Cross-culturally the women’s game is commonly positioned as a weaker, slower, less exciting version of the men’s game  One of my guy friends in college used to call women’s soccer “underwater soccer” because our long balls were shorter, our timing slower, our shots softer, our jumps lower, and our sprints less explosive. But slower, shorter, softer than what?—than the men’s game, of course. Well, so long as the women’s game continues to be positioned as a worse and less exciting version of the men’s game, then certainly people are going to always opt to watch the men.

For the women’s game to truly become successful, for Santos FC to come back and for the WPS to return for good, I believe that we need a paradigm shift in which we start to look at women’s football as a different interpretation of the sport. Women are not just playing a slower version of the men’s game, rather they are imbuing the game with different meaning through different embodied movements and style, making the game unique in itself and not a lesser version of the male.

In fact, throughout my ethnographic research on women’s football in Brazil, many people have suggested that the women’s game today is actually closer to the men’s game of the 1960s when great stars like Pelé played—a style characterized by accuracy, grace, precision, and team harmony. Perhaps the women’s game can then draw our attention back to the splendor of such qualities and style.

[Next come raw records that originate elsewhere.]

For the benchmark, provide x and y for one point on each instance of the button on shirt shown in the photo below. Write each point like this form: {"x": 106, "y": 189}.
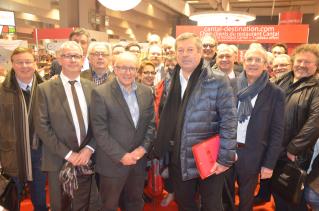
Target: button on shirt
{"x": 24, "y": 86}
{"x": 242, "y": 127}
{"x": 82, "y": 100}
{"x": 131, "y": 100}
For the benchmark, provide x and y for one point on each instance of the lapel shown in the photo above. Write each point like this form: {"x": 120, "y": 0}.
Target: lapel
{"x": 261, "y": 100}
{"x": 63, "y": 100}
{"x": 121, "y": 101}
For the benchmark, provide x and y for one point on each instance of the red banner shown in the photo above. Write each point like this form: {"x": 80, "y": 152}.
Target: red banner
{"x": 52, "y": 33}
{"x": 252, "y": 33}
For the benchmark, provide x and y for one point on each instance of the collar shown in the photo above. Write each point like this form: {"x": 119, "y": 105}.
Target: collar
{"x": 65, "y": 79}
{"x": 133, "y": 85}
{"x": 96, "y": 76}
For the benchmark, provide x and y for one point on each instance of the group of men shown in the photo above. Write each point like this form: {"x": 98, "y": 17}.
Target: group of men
{"x": 109, "y": 120}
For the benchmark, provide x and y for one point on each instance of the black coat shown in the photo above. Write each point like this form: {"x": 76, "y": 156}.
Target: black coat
{"x": 302, "y": 116}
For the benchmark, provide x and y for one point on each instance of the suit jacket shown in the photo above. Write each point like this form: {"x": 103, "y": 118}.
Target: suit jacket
{"x": 264, "y": 131}
{"x": 114, "y": 130}
{"x": 54, "y": 123}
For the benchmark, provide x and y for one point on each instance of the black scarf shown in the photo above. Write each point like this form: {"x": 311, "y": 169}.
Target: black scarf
{"x": 172, "y": 116}
{"x": 246, "y": 93}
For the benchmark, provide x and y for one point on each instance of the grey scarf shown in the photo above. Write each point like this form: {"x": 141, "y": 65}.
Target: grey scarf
{"x": 246, "y": 93}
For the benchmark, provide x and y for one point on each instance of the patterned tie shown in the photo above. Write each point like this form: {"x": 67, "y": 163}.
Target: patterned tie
{"x": 78, "y": 111}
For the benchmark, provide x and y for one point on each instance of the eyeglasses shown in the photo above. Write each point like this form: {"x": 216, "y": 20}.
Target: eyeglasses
{"x": 254, "y": 59}
{"x": 209, "y": 45}
{"x": 27, "y": 62}
{"x": 280, "y": 65}
{"x": 305, "y": 62}
{"x": 70, "y": 57}
{"x": 149, "y": 72}
{"x": 98, "y": 54}
{"x": 123, "y": 69}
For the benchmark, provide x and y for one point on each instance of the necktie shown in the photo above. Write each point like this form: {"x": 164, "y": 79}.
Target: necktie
{"x": 28, "y": 89}
{"x": 78, "y": 111}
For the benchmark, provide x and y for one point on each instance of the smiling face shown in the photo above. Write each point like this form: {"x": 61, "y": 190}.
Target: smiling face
{"x": 305, "y": 64}
{"x": 225, "y": 60}
{"x": 125, "y": 69}
{"x": 188, "y": 55}
{"x": 148, "y": 75}
{"x": 71, "y": 59}
{"x": 254, "y": 64}
{"x": 24, "y": 66}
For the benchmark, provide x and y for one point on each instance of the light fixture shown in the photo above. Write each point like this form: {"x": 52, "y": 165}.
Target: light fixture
{"x": 222, "y": 18}
{"x": 120, "y": 5}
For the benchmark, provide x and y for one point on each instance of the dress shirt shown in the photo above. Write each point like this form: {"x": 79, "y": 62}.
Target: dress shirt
{"x": 83, "y": 105}
{"x": 242, "y": 127}
{"x": 231, "y": 75}
{"x": 131, "y": 100}
{"x": 183, "y": 82}
{"x": 98, "y": 80}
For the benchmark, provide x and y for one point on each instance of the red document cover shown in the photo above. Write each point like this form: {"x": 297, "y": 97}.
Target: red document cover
{"x": 205, "y": 155}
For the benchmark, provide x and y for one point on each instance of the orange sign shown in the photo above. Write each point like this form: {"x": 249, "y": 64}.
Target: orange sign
{"x": 252, "y": 33}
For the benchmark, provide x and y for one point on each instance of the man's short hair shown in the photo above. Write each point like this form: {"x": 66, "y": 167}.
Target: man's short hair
{"x": 188, "y": 36}
{"x": 104, "y": 44}
{"x": 312, "y": 48}
{"x": 20, "y": 50}
{"x": 78, "y": 32}
{"x": 282, "y": 45}
{"x": 67, "y": 45}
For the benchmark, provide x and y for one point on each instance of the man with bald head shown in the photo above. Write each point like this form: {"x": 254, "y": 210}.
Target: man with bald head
{"x": 123, "y": 125}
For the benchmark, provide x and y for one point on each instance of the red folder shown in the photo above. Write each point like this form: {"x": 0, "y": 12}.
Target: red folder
{"x": 205, "y": 155}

However, if we continue to try to market the women’s game in the wake of the men’s game, it will always fall short. In order to shift the paradigm, we need to open up the cultural space and collective imagination for interpreting women’s football. When men started playing football in the late 19th century in Britain, the public did not know how to watch the game so it had to be introduced with a focus on describing the movements, the physicality, and the body. We have yet to introduce the women’s game to the public. But I am certain that when we do, it will thrive.

 

Caitlin Fisher is a Cambridge, Massachussetts native who captained Harvard women’s soccer team and played professionally in Brazil, Sweden and the United States. She completed her MSc at the Gender Insitute, LSE in 2010 and co-founded the Guerreiras Project which has recently been nominated for Women Deliver 50. She is now in Brazil on a Fulbright Fellowship documenting the lives of the Guerreiras: The Female Warriors of Brazilian Futebol with photographer Adrienne Grunwald.